The disquiet arises from the supposed necessity of having both a father and a mother, each of them heterosexual, if a child is to develop in a satisfactory manner, the presumption being that clear sexual differentiation and “good” sexual dispositions exist in each member of the procreating couple. Single-parent families (usually mother and child) give rise to less disquiet probably because the mother is as a matter of course presumed to be heterosexual and therefore to have a solid foundation in the symbolic order. That said, in their comparative study of heterosexual and homosexual women bringing up a child by themselves, MacCallum and Golombok (2004) made use of the Children’s Sex Role Inventory to assess the sexual role orientation of those children with reference to two subscales, one involving masculinity, the other femininity. That study did not find evidence of any difference among children brought up in various kinds of family situations[2].
Research results
Two very important meta-analyses[3] studied the research that has been carried out over more than 35 years in this field. No significant difference with respect to children brought up by heterosexual parents was found to exist as regards several factors: the quality of the parent-child relationship, cognitive development, mental health, psychosocial development, sexual identity, and sexual orientation. These studies were based on a wide range of psychological paradigms: cognitivebehavioural, developmental, psycho-dynamic and psychoanalytical[4]. More than 330 papers on the topic of “same-sex parenting” published in scientific reviews were analysed by Vecho and Schneider (2005).

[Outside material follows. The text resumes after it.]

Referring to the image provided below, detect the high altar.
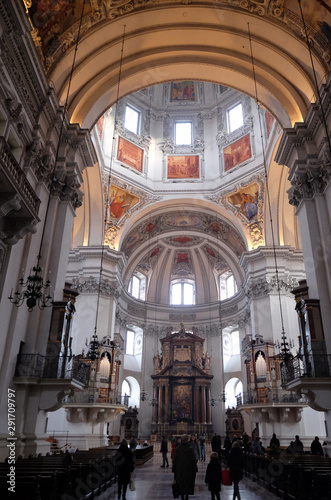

The conclusion is perfectly clear: these children are in no better and no worse a state than those brought up in a traditional family setting.
It would nonetheless be a mistake to conclude that no difference exists between children of homosexuals and those of heterosexuals. It is important, however, to emphasize from the outset that difference does not imply deficit or deficiency. One of these differences was highlighted by Stacey and Biblarz (2001): when they examined the data from 21 studies on same-sex parenting carried out since 1980, they found that children brought up by same-sex parents showed more empathy towards social diversity, were less inclined to adopt gender stereotypes, and tended more to explore homosexual activity.
There is one topic that is often raised with some disquiet: that children brought up by homosexuals “risk” becoming homosexual themselves. When the idea of “risk” is mooted, the implication is that it is “better” not to be homosexual – but this is not a scientific issue; it is based on an implicit value judgment. In this connection, one could also point out that the vast majority of homosexuals were raised by heterosexual parents; yet this fact in itself obviously did not prevent them from having a different sexual orientation than that of their parents. In any case, there is no statistical proof that children raised by homosexuals have a greater tendency to become homosexual than children brought up by heterosexuals (Golombok and Tasker, 1996; Huggins, 1989).
Where, then, does the heterosexual orientation of these children come from? The debate surrounding the issue of sexual dispositions in children who are brought up by same-sex parents gives a new impetus to another question – that of the origins of homosexuality and, implicitly, of heterosexuality.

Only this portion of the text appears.